Déficit democrático e déficit socialista: duas expressões de época, dois sintomas que estruturam a cultura política contemporânea. Ou, para utilizar a expressão do verso de Drummond, “a falta que ama”: duas carências que ocupam a cena dos nossos impasses e visitam as nossas esperanças.
Dimensão política
Menos do que entendida em uma chave doutrinária ou mesmo como um problema das vanguardas, a questão do socialismo enquanto valor cultural, enquanto sinal de identidade e enquanto configuração de sentido, está no centro do grande desafio de 2010, da continuidade ou ruptura do processo de mudanças históricas iniciadas pelo governo Lula.
A circulação social destes valores, a sua relegitimação, a sua anima política é vital para estabelecer os protocolos de continuidade e aprofundamento da experiência transformadora do Brasil, protagonizada pelos governos Lula.

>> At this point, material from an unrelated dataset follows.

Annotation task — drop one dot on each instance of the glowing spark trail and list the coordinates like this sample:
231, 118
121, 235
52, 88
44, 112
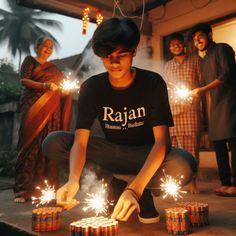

A mera manutenção de posições, a simples ênfase no continuísmo ou na reiteração não é boa política para a esquerda: assim como o segundo mandato de Lula, trouxe uma alteração progressiva de dinâmica em relação ao primeiro mandato, um terceiro mandato de uma coalizão liderada pelo PT deve alimentar novos ciclos de transformações.
A retomada da cultura do socialismo dará uma contribuição decisiva para criar uma ambiência propícia à aliança central do PT com o PSB, o PC do B, o trabalhismo, configurando um pólo de atração e de fortíssimo protagonismo na cena nacional.
Por fim, ele pode ajudar a trazer aquilo que foi mais ameaçado na crise de 2005: a militância social do partido, renovada e ampliada, amadurecida e nacionalizada, herdeira dos que lutaram antes e dos que virão depois de nós.